In order to ensure a streamlined upgrade process, Intel used a phased approach to testing, as described in an IT@Intel white paper “Advancing the User Experience with Intel® Architecture-Based Laptops and Microsoft Windows* 10”. For in-place self-service upgrades from Windows* 8.1 to Windows* 10, almost a dozen small proofs of concept (PoC) were completed. Testing was then expanded to around 200 users before the accessible and user-friendly upgrade process was rolled out to several thousand devices. Using monitoring tools during these testing phases, Intel found that the failure rate for all self-service upgrades from Windows* 8.1 was less than 5 percent.

A similar test was carried out for the upgrade from an earlier release of Windows* 10 to the latest version, which included several PoCs and a pilot study of around 3,000 users. After successful testing, the process was rolled out to more than 40,000 users in 2017 and expanded to over 100,000 users in 2018. This phased method is enabling Intel to complete a smooth transition to the new OS.

“Developing our self-service, in-place upgrade process for Windows* 10 required multiple phases: Phase 1 (early adopters), Phase 2 (limited deployment), Phase 3 (general availability), and Phase 4 (standard on all devices),” said Nisman. “We are now in Phase 3.”
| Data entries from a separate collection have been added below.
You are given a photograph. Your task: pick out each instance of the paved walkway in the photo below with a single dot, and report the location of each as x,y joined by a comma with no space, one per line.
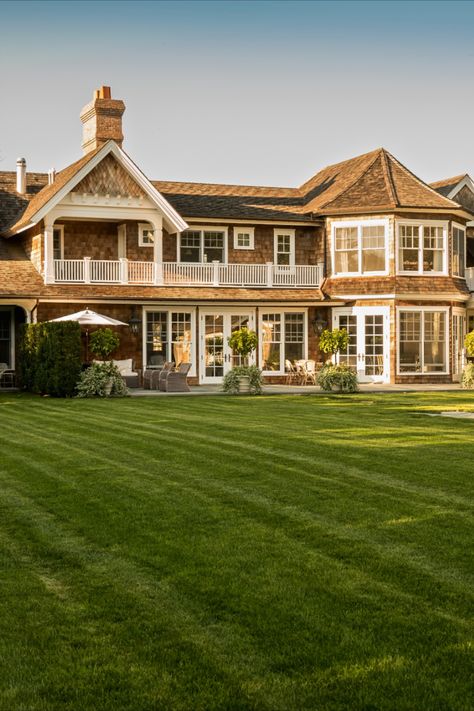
302,389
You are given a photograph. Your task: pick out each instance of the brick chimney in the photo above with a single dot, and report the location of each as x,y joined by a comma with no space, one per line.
101,120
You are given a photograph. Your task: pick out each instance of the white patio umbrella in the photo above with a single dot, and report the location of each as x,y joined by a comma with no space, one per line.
90,318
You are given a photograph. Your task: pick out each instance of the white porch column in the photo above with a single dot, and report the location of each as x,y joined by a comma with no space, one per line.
49,252
158,251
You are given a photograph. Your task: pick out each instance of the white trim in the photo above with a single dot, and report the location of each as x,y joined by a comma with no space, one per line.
169,309
428,309
359,224
283,233
145,227
204,228
244,230
270,308
422,223
174,220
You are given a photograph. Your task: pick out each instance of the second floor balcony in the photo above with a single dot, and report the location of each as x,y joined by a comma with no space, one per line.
213,274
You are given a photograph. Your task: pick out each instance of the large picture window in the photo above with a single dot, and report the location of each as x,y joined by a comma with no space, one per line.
422,342
360,248
422,248
203,245
459,251
168,337
283,338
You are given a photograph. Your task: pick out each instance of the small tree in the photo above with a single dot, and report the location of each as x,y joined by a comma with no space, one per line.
332,342
104,342
244,341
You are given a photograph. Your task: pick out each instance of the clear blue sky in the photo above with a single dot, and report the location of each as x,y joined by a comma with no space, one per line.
242,92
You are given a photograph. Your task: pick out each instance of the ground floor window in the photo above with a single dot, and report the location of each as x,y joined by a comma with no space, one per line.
168,337
422,341
283,336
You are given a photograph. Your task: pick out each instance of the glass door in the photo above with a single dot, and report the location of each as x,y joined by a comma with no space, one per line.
217,358
368,348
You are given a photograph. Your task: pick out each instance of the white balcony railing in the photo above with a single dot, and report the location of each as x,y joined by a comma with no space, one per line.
470,278
123,271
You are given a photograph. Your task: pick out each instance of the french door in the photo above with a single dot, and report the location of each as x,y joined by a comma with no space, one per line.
216,356
459,333
368,351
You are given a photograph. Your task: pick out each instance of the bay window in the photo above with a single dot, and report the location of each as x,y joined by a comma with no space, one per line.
459,251
203,245
422,343
360,248
168,337
283,338
422,248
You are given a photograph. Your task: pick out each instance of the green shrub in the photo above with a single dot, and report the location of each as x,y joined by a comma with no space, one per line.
95,381
338,377
333,341
103,342
467,380
469,344
50,358
231,380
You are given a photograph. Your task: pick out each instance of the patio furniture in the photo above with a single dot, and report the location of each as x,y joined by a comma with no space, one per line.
164,372
176,380
128,372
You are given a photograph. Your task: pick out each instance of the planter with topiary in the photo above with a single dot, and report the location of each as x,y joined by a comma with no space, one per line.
337,377
243,379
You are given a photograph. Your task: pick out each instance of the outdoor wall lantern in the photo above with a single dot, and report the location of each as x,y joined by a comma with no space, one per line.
134,322
319,324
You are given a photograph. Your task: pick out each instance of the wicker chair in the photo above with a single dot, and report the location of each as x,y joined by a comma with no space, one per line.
176,380
164,372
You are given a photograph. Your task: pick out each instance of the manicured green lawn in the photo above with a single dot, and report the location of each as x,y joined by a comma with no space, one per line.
271,553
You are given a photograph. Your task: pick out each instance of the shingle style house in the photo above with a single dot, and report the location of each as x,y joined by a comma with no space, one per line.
363,244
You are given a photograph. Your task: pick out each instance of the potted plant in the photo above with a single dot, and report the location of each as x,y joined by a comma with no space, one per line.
337,377
244,342
103,343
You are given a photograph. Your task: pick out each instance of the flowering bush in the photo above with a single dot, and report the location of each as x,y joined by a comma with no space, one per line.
101,380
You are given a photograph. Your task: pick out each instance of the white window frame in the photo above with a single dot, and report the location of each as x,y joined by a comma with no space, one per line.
59,228
421,224
457,226
281,312
244,230
169,310
425,309
142,228
359,224
284,233
202,229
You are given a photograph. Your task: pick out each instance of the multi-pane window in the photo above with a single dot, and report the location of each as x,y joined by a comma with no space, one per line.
283,338
284,247
459,251
422,342
5,336
421,248
202,246
146,235
243,237
168,337
58,243
360,249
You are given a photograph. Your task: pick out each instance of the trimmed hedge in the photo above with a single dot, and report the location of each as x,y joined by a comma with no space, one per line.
50,358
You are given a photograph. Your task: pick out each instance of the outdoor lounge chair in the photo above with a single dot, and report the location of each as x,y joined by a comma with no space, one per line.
176,380
164,372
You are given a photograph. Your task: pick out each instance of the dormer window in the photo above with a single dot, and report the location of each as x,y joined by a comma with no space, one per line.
146,235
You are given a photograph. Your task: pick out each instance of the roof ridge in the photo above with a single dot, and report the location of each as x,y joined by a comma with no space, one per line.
360,175
419,180
389,179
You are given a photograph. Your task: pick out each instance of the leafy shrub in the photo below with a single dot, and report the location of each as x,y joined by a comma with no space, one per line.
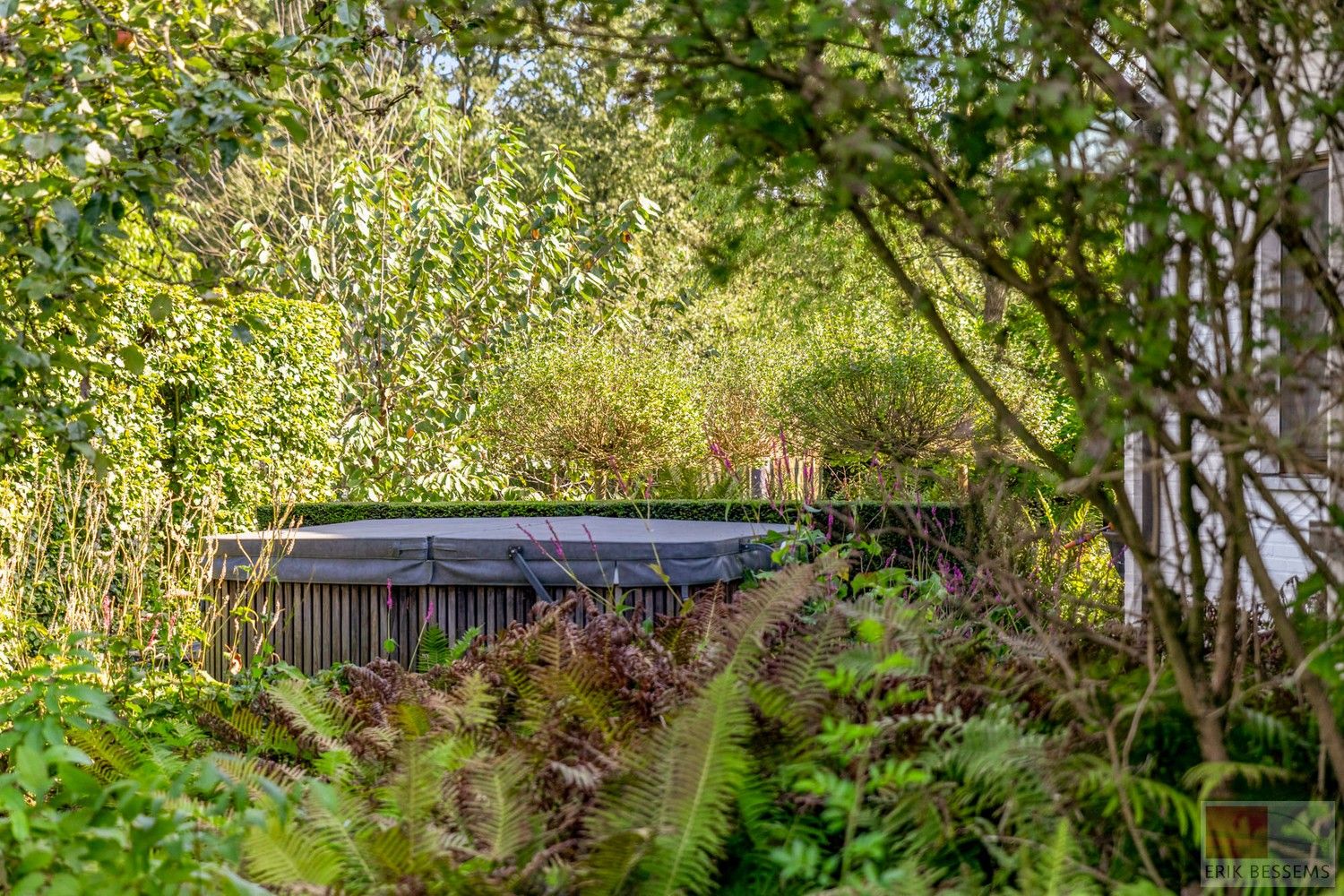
88,805
593,410
895,400
739,384
432,271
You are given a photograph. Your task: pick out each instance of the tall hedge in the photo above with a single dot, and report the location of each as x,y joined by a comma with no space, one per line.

Speed and flexibility are both major benefits of the new upgrade process which delivers an improved user experience across the board. While a typical IT technician-assisted OS upgrade takes at least half a day, a self-service upgrade can be completed in just 60 to 90 minutes. “Because it is a self-service process, Intel employees can choose when and where they upgrade their PC,” said Nisman. “They can run it at the office while they go to lunch, and come back and resume their work, or they can run it on their laptop when they’re at home.”

What’s more, the expanded Microsoft* servicing cycle for Windows* 10 is a positive development. This used to be set at just 18 months for previous versions of the OS but has been increased to 30 months for Windows* 10, significantly reducing the pain points of the shorter cycle.

Having already experienced the upgrade to Windows* 10, Intel is well placed to share their story with FSI businesses during their own migration to evergreen IT.

“More than 95 percent of the upgrades went smoothly, with our users giving the procedure positive reviews,” said Nisman. “By going through multiple phases, we learned how to improve the process and we have much more to share.”